Zum Hauptinhalt springen

Gauck-Behörde in Sackgasse?

Von Franz Nickel

Politik

Berlin - Wenn am 3. Oktober zum zehnten Mal die offiziellen Vereinigungsfeiern über die Bühnen gehen werden, endet die Amtszeit des Bundesbeauftragten für die Stasi-Unterlagen, Joachim Gauck. Der ehemalige Pfarrer aus Rostock hat bisher für seine Tätigkeit viel Lob eingeheimst. Doch nun mischt sich in die Lobeshymnen heftige Kritik, die ausgerechnet vom letzten Innenminister der DDR, Peter Michael Diestel (CDU), kommt.


Hinweis: Der Inhalt dieser Seite wurde vor 24 Jahren in der Wiener Zeitung veröffentlicht. Hier geht's zu unseren neuen Inhalten.

Joachim Gauck weist in seiner Bilanz über seine zehnjährige Tätigkeit gerne auf zahlen hin:

1,4 Millionen Bürgeranträge auf Akteneinsicht wurden erledigt.

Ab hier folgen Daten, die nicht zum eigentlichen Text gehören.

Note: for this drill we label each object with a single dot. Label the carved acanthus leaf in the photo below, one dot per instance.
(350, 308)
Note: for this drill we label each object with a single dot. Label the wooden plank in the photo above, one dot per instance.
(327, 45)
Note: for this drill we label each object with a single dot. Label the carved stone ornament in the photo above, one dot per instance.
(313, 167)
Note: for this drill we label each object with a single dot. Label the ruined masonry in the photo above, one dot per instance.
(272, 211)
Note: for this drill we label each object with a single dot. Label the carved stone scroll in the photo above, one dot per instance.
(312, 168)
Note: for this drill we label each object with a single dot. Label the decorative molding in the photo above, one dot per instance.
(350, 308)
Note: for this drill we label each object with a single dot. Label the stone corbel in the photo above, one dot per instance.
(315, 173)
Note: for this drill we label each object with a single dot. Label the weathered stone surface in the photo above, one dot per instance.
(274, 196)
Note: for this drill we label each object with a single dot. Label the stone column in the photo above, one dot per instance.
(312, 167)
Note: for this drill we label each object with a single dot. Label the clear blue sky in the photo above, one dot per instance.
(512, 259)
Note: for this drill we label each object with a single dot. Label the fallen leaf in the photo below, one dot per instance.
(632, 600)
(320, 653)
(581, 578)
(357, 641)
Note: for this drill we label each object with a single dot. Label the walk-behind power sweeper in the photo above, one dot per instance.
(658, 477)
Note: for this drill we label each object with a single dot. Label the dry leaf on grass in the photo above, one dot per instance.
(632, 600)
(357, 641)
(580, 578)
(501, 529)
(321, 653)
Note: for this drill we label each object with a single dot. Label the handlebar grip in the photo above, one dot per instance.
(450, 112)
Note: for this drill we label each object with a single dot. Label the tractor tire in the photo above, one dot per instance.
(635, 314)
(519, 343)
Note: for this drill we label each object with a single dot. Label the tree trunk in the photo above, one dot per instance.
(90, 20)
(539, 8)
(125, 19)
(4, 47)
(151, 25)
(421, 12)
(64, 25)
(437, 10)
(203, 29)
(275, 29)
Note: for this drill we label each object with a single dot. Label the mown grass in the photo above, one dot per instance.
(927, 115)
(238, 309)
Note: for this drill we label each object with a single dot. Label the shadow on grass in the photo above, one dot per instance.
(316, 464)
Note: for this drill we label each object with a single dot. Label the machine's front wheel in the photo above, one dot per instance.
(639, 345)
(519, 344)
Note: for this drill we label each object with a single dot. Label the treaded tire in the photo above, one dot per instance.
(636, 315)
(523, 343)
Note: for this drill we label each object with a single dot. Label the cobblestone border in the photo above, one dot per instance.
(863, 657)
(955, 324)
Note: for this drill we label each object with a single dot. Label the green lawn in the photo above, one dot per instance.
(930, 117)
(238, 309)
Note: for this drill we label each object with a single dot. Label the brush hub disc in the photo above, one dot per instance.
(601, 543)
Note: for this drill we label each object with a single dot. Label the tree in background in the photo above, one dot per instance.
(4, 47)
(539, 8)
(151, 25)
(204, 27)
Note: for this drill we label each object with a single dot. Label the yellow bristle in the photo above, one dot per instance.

4,3 Millionen Anträge auf Akteneinsicht von öffentlichen Dienststellen, Medien, Strafverfolgungsbehörden und Wissenschaftlern wurden bearbeitet.

Aus 165 von insgesamt 15.587 Säcken mit zerrissenen Akten wurden fast 400.000 Einzelblätter rekonstruiert, aus denen über 200 "vorvernichtete" IM-Akten wiederhergestellt werden konnten.

Täglich stellen noch 400 Bürger Anträge auf Akteneinsicht. Daraus schließt Gauck, dass seine "weltweit einmalige Behörde", die mit ihren 3.000 Mitarbeitern jährlich 200 Millionen DM kostet, noch 20 bis 30 Jahre weiterarbeiten müsste.

An Lob für Gauck haben die verflossenen CDU-Regierenden nicht fehlen lassen, und von den Rot-Grünen darf sich der wendige Pfarrer einen pompösen Abschied erwarten. Es könnte aber sein, dass kurz vor dem Ausstieg noch etwas schief geht. Denn Rechtsanwalt Peter-Michael Diestel (CDU), letzter Innenminister der DDR nach der Wende, hat eine neuerliche Stasi-Debatte in den deutschen Medien losgetreten. Er stellt fest, dass die "Stasi-Verfolgungs- und Berufsverbotspraxis in eine Sackgasse geraten sind". Die Stasihysterie sei ausgelöst worden, "um Ostdeutsche von den ihnen angestammten Plätzen zu entfernen". Sie habe "zur Paralysierung der ostdeutschen Intelligenz", zur "Infragestellung ganzer Generationen" und "zur Delegitimation ostdeutscher Führungsansprüche" geführt. Man habe "die IMs aufs Schaffott geführt, um mit dem Osten abrechnen" zu können.

Die "Behörde zur Ausgrenzung von Menschen" habe wesentlich dazu beigetragen, dass "der öffentliche Dienst in den neuen Bundesländern in einem unvorstellbaren Maße gesäubert worden" ist. "Dabei ist massenhaft Unrecht geschehen. Das Stasi-Syndrom forderte inzwischen mehr Todesopfer als die Mauer".

Diestel möchte "dass der Dichter Jürgen Borchert, der sich erst jüngst, 10 Jahre nach der Wende "wegen Stasi-Vorwürfen in tiefer Verzweiflung das Leben nahm, das letzte Opfer infolge Bescheids der Gauck-Behörde" ist. Die Behörde und ihr gegenwärtiger Chef seien "zehn Jahre nach der Wende zu Anachronismen geworden". Gauck selbst habe eng mit dem Ministerium für Staatssicherheit zusammen gearbeitet und dessen Dank erfahren. Seine Akte habe er ohne Beisein anderer rechtswidrig selbst bereinigt

Diestel strebt einen offiziellen Rechtsstreit mit Gauck an, mit dem Ziel, ihn aus dem öffentlichen Dienst zu entfernen. Geschehenes Unrecht im Osten müsse "rehabilitiert", die Gauck-Behörde sofort zugemacht werden.

Gauck hat bisher rechtliche Schritte abgelehnt, weil Diestel "nicht satisfaktionsfähig" sei. Er versicherte aber eidesstattlich, nie mit der Stasi zusammengearbeitet zu haben. Ein Prozess, wie Diestel ihn will, könnte die verbleibenden Monate bis zum 10. Einheitstag spannend machen.